NEW YORK (TheStreet) -- Shares of Petrobas Brasileiro S.A. (PBR) are declining 2.02% to $9.22 on Monday after the Brazilian state-owned energy company cut its five-year investment budget by 37% to $130 billion from $206.8 billion, Bloomberg reports.
"Petrobras is giving up a dream of becoming one of the world's biggest oil producers by cutting spending and output targets," Bloomberg said.
This action comes as the company is urgently trying to reduce debt and recover investor confidence amid a corruption scandal, The Wall Street Journal reports.
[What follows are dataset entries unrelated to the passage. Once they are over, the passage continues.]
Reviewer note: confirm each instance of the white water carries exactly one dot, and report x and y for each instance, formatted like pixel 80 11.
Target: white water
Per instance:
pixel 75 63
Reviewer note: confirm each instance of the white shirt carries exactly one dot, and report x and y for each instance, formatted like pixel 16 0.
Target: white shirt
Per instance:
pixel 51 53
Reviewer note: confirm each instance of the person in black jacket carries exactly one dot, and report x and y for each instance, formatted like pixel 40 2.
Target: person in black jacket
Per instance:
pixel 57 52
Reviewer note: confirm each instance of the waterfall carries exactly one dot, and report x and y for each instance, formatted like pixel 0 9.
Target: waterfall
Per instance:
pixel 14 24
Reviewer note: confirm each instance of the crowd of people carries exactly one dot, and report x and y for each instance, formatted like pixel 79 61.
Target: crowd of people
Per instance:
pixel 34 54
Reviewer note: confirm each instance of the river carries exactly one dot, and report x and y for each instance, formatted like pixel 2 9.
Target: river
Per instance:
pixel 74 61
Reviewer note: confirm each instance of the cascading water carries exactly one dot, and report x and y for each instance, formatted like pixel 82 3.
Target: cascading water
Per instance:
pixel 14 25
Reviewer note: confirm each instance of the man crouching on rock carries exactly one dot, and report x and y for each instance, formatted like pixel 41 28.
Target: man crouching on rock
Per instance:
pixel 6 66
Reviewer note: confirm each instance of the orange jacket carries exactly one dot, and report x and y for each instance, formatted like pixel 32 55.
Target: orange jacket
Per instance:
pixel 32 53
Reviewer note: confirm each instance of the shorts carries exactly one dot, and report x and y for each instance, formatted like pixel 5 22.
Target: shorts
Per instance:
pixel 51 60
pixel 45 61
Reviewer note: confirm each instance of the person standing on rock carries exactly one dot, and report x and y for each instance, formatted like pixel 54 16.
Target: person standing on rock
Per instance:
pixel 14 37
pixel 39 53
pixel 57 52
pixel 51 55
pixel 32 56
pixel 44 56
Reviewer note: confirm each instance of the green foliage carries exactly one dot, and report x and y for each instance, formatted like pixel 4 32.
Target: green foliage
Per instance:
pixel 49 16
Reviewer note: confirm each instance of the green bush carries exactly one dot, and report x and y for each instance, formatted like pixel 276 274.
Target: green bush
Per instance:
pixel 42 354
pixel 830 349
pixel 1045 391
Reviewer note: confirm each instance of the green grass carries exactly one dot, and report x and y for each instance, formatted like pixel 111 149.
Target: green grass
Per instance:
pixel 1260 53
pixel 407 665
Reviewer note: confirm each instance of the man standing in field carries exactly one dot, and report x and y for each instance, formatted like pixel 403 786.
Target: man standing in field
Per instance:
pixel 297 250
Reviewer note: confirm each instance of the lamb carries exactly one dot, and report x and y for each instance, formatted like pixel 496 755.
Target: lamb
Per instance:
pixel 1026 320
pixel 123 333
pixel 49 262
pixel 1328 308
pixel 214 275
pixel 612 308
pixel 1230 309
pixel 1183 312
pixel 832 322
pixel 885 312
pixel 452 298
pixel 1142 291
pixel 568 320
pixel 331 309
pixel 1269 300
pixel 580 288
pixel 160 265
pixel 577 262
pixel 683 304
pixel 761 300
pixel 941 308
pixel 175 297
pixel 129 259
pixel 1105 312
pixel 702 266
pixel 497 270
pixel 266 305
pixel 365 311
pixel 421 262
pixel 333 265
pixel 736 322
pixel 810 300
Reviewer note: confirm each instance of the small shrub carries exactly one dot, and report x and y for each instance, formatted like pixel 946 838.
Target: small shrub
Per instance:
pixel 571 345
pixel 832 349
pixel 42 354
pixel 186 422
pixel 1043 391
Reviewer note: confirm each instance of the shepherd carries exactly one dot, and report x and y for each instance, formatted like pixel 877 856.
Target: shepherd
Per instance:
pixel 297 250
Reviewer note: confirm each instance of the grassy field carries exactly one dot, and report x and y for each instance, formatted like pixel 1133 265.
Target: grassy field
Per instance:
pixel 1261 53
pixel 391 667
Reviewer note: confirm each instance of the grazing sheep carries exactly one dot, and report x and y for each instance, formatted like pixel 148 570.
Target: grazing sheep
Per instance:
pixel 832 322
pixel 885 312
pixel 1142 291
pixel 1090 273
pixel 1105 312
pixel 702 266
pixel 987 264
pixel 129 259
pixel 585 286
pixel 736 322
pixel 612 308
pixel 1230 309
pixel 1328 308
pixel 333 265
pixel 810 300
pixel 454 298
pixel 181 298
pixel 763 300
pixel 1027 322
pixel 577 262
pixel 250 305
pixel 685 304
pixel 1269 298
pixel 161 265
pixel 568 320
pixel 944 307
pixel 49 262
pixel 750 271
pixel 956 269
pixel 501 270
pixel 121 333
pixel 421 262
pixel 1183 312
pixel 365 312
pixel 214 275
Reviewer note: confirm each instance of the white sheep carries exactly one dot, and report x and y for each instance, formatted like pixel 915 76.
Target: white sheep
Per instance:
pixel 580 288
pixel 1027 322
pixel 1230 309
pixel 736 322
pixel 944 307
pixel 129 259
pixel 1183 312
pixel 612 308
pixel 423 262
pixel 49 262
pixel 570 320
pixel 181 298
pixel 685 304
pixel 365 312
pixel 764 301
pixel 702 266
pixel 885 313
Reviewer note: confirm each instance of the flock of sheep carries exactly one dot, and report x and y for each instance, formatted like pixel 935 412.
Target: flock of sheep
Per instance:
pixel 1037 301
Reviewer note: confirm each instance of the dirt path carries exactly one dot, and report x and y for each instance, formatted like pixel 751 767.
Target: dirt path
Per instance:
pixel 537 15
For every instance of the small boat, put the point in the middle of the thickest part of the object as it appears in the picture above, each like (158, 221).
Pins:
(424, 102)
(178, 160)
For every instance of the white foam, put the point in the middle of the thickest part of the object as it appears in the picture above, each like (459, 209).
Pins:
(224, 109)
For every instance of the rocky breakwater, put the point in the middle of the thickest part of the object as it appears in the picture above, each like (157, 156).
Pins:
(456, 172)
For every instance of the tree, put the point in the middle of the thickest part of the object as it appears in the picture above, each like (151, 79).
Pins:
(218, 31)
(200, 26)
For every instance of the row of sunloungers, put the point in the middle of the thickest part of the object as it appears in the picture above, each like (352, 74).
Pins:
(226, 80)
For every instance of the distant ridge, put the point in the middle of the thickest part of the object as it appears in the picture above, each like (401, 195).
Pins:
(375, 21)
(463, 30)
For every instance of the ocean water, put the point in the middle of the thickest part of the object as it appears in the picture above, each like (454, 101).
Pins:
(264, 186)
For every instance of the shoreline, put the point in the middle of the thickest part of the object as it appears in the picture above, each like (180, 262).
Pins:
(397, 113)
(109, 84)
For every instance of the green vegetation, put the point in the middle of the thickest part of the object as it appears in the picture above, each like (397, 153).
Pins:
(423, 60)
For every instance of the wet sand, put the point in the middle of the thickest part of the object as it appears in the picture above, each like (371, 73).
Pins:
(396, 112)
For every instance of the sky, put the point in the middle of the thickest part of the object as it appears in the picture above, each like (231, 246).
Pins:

Domestic oil production will be lowered to 2.8 million barrels a day in 2020, compared with a prior target of 4.2 million, the Rio de Janeiro-based company stated.
In addition, shares of Petrobas are falling due to declining oil prices. Crude oil (WTI) is tumbling 1.88% to $58.51 per barrel and Brent crude is sliding 2.02% to $61.89 per barrel, accordignn to the CNBC.com index.
Separately, TheStreet Ratings team rates PETROLEO BRASILEIRO SA- PETR as a Sell with a ratings score of D. TheStreet Ratings Team has this to say about their recommendation:
"We rate PETROLEO BRASILEIRO SA- PETR (PBR) a SELL. This is driven by several weaknesses, which we believe should have a greater impact than any strengths, and could make it more difficult for investors to achieve positive results compared to most of the stocks we cover. The company's weaknesses can be seen in multiple areas, such as its disappointing return on equity, generally high debt management risk, generally disappointing historical performance in the stock itself and feeble growth in its earnings per share."